Adina spent two weeks sailing through the beautiful islands of Ha’apai, Tonga in September 2014. Most sailors seem happy to spend their time in the northern islands of Vava’u and then head off to Fiji – little do they know they are missing out on some real gems just 55 nautical miles south!
We visited seven of the Ha’apai islands and we’d simply agree with the intrepid before us who have said it’s the unspoilt South Pacific they’d been looking for but had feared is now gone in our modern world. Stories of it being decimated by cyclones, littered with dangerous reefs and lacking sheltered anchorages are all just that – stories! If you can sail the Tuamotos, and use the same common sense and caution you can enjoy the Ha’apai.
What it is
Lots of small beautiful islands, excellent white beaches, good snorkelling, pristine/unspoilt, mostly uninhabited and you can have an island all to yourself. We didn’t dive but apparently there is some good diving too. And as for whales, well the Ha’apai has them in abundance!

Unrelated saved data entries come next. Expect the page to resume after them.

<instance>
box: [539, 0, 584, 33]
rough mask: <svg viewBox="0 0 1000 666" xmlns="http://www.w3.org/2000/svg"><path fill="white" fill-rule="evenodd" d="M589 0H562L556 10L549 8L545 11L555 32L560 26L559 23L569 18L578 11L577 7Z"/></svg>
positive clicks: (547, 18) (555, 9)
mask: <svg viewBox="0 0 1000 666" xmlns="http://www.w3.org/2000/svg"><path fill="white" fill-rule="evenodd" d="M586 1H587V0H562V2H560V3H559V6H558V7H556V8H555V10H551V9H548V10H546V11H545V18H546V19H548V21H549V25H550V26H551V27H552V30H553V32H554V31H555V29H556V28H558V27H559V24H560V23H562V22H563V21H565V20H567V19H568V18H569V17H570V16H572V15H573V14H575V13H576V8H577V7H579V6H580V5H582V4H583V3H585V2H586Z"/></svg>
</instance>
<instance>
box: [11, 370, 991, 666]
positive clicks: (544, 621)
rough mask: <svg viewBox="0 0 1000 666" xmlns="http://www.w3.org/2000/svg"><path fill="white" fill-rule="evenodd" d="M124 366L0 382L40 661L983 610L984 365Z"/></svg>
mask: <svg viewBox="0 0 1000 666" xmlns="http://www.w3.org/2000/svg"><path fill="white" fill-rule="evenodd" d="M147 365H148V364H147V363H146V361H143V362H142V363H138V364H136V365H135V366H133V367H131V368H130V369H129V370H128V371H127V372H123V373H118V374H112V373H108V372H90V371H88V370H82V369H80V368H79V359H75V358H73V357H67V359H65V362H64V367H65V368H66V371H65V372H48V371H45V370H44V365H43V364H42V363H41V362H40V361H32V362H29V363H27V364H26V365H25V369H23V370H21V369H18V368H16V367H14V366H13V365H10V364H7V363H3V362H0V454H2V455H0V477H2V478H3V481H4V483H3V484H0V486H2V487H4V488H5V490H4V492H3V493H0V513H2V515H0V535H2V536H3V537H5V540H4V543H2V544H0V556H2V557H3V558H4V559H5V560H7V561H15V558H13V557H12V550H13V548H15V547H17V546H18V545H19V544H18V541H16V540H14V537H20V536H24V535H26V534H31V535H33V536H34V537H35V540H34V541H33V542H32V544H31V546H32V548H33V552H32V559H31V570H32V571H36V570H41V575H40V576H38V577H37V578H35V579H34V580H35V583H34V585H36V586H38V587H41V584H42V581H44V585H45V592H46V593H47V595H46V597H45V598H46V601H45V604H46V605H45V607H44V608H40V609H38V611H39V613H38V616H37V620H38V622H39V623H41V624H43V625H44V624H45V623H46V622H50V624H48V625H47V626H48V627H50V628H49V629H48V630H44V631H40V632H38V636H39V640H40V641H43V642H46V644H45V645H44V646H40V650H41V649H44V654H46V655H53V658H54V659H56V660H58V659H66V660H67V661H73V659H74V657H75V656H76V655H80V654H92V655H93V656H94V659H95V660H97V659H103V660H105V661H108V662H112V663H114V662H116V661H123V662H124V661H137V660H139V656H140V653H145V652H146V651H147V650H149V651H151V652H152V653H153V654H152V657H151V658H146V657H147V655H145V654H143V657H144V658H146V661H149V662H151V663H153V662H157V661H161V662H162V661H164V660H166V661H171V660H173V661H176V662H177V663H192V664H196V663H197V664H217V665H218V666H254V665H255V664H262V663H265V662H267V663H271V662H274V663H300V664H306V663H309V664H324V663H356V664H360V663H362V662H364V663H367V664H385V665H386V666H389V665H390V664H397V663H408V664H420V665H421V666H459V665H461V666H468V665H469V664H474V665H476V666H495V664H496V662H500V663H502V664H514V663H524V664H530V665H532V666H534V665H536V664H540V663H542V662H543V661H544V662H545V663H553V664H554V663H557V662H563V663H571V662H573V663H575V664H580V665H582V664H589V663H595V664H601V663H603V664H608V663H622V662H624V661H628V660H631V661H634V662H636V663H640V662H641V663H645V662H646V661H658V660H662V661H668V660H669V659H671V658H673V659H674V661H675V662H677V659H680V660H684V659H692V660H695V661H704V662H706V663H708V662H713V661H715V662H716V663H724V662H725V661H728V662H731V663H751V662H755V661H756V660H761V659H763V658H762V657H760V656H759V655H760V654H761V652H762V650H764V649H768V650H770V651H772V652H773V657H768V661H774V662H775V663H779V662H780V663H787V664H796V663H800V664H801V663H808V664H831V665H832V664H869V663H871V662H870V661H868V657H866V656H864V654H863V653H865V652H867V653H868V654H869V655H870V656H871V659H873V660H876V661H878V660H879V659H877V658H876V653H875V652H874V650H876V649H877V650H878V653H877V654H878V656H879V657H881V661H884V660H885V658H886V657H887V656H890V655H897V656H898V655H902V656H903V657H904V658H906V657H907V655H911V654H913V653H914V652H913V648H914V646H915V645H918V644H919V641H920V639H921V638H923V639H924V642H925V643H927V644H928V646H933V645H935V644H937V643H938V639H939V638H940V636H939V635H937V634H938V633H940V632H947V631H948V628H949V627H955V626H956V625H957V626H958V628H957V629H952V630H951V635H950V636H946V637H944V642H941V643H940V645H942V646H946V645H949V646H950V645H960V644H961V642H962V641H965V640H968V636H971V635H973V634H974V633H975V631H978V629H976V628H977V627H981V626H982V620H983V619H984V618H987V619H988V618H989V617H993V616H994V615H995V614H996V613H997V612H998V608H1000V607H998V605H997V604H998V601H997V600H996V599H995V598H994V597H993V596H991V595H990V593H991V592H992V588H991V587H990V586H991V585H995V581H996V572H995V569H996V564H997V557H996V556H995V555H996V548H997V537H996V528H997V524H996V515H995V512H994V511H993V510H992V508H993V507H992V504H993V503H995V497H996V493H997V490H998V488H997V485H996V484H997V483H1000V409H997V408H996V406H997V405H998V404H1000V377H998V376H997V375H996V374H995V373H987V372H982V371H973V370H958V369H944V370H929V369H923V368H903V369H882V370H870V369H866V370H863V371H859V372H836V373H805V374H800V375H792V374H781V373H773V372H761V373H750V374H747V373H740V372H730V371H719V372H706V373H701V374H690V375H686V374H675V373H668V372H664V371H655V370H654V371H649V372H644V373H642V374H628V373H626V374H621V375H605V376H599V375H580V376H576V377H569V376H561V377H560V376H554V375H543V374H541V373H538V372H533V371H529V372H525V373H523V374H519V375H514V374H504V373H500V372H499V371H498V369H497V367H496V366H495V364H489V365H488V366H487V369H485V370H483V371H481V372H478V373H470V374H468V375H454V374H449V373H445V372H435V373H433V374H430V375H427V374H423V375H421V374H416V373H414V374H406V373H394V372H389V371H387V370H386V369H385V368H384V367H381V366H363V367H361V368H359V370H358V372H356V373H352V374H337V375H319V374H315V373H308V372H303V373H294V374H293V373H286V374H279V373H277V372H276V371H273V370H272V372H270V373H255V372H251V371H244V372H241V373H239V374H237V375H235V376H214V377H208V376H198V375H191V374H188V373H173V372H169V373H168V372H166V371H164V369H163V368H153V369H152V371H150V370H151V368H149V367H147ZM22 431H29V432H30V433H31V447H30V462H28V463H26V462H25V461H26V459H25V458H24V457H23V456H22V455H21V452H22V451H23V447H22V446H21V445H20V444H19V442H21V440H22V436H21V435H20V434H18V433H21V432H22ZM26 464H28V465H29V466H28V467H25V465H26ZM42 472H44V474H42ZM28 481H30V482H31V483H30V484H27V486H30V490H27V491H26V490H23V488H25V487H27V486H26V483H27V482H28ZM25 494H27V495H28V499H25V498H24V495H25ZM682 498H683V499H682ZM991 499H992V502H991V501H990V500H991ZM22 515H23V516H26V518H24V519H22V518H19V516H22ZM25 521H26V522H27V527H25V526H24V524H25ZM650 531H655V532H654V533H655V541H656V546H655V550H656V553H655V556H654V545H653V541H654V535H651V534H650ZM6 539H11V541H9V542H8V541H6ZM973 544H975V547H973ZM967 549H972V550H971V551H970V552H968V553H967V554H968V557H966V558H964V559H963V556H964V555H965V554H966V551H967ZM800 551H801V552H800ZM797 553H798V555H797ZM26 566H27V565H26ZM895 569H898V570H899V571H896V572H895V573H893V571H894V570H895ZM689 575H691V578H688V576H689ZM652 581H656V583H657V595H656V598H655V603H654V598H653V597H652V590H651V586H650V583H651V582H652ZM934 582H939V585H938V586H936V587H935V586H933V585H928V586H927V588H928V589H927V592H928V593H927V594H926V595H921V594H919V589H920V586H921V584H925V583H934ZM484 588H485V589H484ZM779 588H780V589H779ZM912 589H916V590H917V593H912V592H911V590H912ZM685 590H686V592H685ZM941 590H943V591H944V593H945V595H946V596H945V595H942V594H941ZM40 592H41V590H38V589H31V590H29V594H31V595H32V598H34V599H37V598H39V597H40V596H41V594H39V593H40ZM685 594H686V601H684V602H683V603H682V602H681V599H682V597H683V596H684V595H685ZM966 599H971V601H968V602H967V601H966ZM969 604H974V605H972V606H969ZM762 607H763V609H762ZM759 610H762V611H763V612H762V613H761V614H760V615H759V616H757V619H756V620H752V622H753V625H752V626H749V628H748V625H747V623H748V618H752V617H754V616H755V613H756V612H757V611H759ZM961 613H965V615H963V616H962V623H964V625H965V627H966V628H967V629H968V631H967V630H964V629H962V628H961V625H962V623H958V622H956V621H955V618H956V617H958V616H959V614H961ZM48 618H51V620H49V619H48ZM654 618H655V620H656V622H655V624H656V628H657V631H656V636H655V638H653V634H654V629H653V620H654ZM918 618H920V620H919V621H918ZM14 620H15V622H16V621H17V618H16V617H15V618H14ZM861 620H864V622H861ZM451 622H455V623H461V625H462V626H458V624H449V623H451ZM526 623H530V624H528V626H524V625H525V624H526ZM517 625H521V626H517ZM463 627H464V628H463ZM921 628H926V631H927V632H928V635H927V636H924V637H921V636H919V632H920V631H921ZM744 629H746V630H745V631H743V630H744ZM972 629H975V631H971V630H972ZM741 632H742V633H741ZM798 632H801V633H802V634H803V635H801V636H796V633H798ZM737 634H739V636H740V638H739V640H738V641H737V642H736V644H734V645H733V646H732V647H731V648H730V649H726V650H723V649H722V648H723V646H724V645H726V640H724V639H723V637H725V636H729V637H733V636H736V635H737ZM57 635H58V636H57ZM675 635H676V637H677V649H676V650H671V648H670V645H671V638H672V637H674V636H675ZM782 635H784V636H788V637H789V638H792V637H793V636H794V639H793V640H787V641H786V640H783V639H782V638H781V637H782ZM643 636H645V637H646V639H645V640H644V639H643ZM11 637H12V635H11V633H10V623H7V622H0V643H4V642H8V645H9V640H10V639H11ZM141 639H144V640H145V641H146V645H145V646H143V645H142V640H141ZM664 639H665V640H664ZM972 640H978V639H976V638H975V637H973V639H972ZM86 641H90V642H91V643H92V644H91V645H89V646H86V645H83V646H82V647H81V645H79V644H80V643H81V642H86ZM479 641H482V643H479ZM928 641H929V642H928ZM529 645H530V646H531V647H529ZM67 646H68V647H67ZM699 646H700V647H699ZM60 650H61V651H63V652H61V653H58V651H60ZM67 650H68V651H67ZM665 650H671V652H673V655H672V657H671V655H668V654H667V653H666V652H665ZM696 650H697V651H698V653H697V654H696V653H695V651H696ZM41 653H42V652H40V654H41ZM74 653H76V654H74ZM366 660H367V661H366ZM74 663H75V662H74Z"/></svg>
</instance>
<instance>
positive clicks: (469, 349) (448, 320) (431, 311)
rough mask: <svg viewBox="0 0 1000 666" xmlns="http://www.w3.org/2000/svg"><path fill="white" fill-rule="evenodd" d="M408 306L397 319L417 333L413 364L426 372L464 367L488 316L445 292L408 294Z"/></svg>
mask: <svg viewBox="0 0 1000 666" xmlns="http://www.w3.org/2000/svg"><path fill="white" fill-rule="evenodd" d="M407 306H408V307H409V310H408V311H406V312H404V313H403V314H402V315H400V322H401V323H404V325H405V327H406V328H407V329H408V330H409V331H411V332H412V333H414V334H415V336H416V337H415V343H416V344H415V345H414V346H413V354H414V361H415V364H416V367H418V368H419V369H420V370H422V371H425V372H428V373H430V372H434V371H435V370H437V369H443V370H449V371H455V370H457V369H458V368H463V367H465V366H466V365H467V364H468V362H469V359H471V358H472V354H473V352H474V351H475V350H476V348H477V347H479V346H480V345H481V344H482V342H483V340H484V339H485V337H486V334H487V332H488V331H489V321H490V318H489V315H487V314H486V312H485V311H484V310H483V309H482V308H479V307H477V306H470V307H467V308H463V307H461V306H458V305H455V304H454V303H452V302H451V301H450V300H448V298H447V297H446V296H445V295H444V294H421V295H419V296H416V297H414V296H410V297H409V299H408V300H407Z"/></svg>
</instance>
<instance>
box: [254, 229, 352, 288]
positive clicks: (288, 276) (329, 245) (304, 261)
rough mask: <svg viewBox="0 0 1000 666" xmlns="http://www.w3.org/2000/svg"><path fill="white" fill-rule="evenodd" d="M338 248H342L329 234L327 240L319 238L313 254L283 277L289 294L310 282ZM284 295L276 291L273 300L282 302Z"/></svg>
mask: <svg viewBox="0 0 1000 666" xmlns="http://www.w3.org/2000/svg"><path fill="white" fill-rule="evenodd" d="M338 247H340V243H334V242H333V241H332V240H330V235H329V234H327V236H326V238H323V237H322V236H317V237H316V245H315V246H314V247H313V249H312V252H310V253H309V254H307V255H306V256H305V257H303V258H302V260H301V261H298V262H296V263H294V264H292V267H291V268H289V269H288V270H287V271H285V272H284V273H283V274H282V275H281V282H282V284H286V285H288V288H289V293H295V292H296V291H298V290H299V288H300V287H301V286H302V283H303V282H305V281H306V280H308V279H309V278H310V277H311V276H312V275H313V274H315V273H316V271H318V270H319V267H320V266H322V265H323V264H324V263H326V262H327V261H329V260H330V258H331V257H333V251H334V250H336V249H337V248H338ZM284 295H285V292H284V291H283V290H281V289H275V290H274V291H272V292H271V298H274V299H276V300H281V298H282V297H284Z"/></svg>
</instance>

What it is not / things to watch for
The islands have no outlying enclosed reef to provide perfect protection like the Society Islands. The islands are low lying and shelter is provided by the small islands/reef. Very similar to the Tuamotos, you need to pick your spot carefully if the trade winds get above 15kts or the wind goes west/north etc. In the winds we had above 15kts it was a little bumpy but nothing to worry about. Reefs are the main danger so eyeball navigation is important but you will easily see breakers on the reefs, colour changes in the shallows etc; arrive with the sun overhead and ideally at low tide if possible. Watch out for whales! You’ll likely be alone – of our two weeks in the Ha’apai we had only two nights with other boats. Excluding Pangai and Uoleva, no wifi! And phone reception ran out about 10 miles south of Pangai. Bliss.
All excellent in sand amongst bommies/coral.
This is possible in Pangai and Haafeva but best to provision in Neiafu before heading south or Nuku’alofa if heading north.
We used Ken’s Comprehensive Cruising Guide for the Kingdom of Tonga, an excellent reference as waypoints are spot on, just a little biased in his choice of anchorages. We used our Navionics charts which were largely accurate though just a little out throughout Tonga. We also downloaded satellite images using google maps which were very helpful in picking anchorage spots away from reef/bommies.
Anchor left or right of the harbour entrance, Navionics is good, eyeballs are needed for spotting reefs on the approach, check in and out at the same time with customs (they will do this), we did Mariners Cafe for wifi and simple lunch. With little to hold us we pushed straight on to Uoleva Island, 5 miles to the south.
Long beautiful island. Ignore Ken’s Guide anchorage point, aim for the middle and get as close to the beach as you like. We recommend Craig and Kristin at ‘Uoleva Yacht Club’ – relaxed, low key bar on the beach, if you can get a few people together ask them to do one of their fabulous barbecues. They offer whale watching and diving. Craig is a good source of local sailing information.
19.57.49S, 174.28.26W. Nice beach, best shell collecting, isolated, lagoon for snorkelling, simply lovely, you’d almost expect to stumble into Robinson Crusoe!
20.01.46S, 174.27.86W. Anchorage a little way off the island so bumpy in winds above 12kts, stopping place for fishermen. OK.
20.02.85S, 174.40.95W. Well sheltered. Ignore Navionics (it will show you anchored on reef), Ken’s waypoints are spot on, village for exploring, people very polite. We had lunch with a family and attended one of the 5 churches – beautiful singing.
20.16.614S, 174.48.245W. ‘Must do’, lovely beach, shells, good snorkelling/fishing south side of island.
20.03.09S, 174.44.40W. ‘Absolute must do’, we went west of all hazards and turned 90 degrees to approach using Ken’s waypoints. Entry between reefs can be seen by breakers on reef, about 150m wide. Ideally time arrival for low tide/good light so you can see any hazards. Can be rolly, Catamarans will be smug! Walk/wade around the island. Baby black tips on south. Paradise!
Once you’re done with the Ha’apai head down to Nuku’alofa, anchor off Pangaimotu island outside Big Mama’s Yacht Club, enjoy an ice-cold drink, some good food, get on the best wifi in the Pacific and post all those pictures home!